While pledging its commitment to academic freedom, Al-Quds also views itself as a defender of Palestinian rights in Jerusalem. In its brochure, it describes itself as “an embodiment of Palestinian perseverance in Jerusalem.”

Because of the East Jerusalem branches, Israeli authorities have refused to recognize Al-Quds as a foreign university, a status conferred on other West Bank institutions of higher learning. The Council of Higher Education in Israel, meanwhile, hasn’t ruled on the university’s repeated requests to put the East Jerusalem campuses of Al-Quds under Israeli oversight, university officials said.

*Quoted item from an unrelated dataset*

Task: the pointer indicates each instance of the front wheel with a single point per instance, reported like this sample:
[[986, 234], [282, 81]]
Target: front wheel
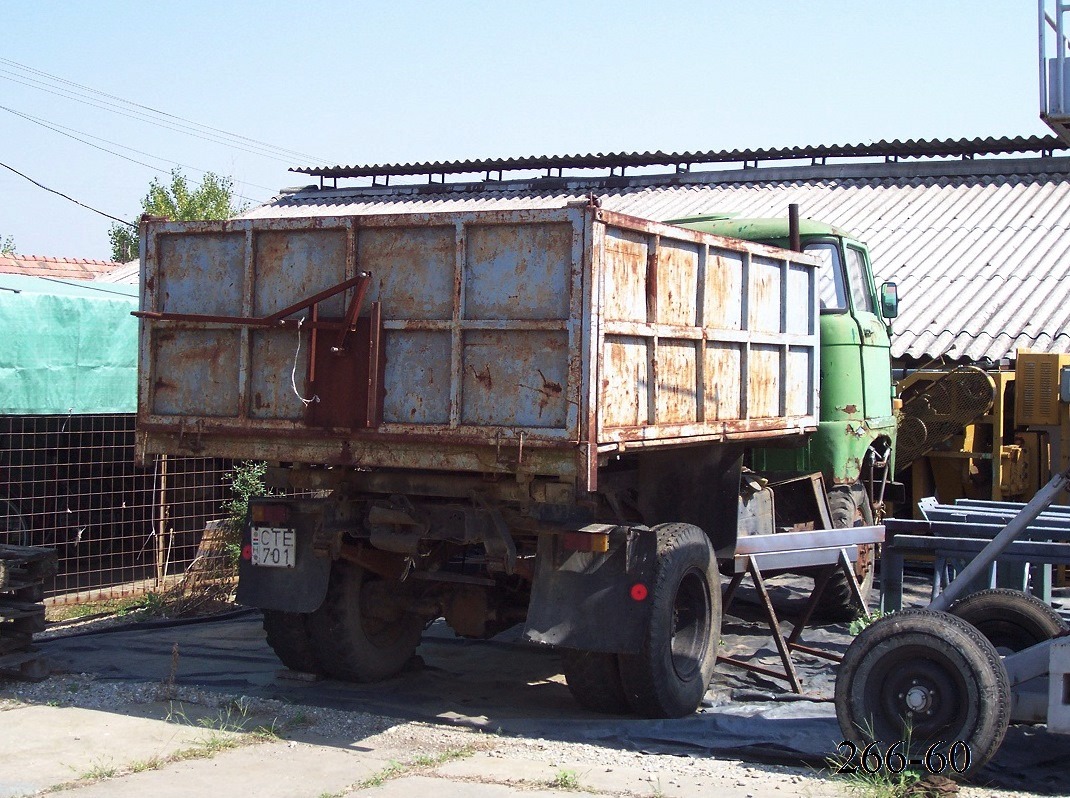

As a result, the Health Ministry prevented the Al-Quds medical school graduates from taking the Israeli licensing exams that are open to graduates of foreign universities.

In 2009, after legal action, the ministry permitted 15 graduates to take the exam, but refused to turn this into policy. In 2011, Nassar and other graduates went to court.

Attorney Shlomo Lecker, who represented the young doctors, said Israel was holding his clients “hostage” to pressure Al-Quds to close its academic institutions in East Jerusalem.

In early April, Jerusalem District Court ruled in favor of the Palestinian doctors, all residents of the city, and said the ministry must let them take the Israeli exams.

Asked if this would now become policy, the ministry said in a written response that “the ruling does not only apply to the petitioners,” but that “we cannot commit to every future case.” It said it would soon “enable those among the Al-Quds graduates who are eligible” to take the exams, but “on condition that no appeal will be filed by the state concerning this ruling.”

Government spokesman Mark Regev declined further comment.

Dr. Hani Abdeen, the dean of the medical school, said Israel’s refusal to accredit his graduates, particularly the Jerusalem residents, has exacerbated a brain drain. About 75 medical students graduate from Al-Quds each year, and of those about 30 to 40 percent move to the US, Europe and Arab countries seeking higher pay and advancement opportunities, he said. Some would likely stay if allowed to enter the Israeli system, he said.

Dr. Ruth Stalnikovicz, who heads the emergency department at the Hadassah University Hospital on Jerusalem’s Mount Scopus, said she would welcome more Arabic-speaking doctors in the city.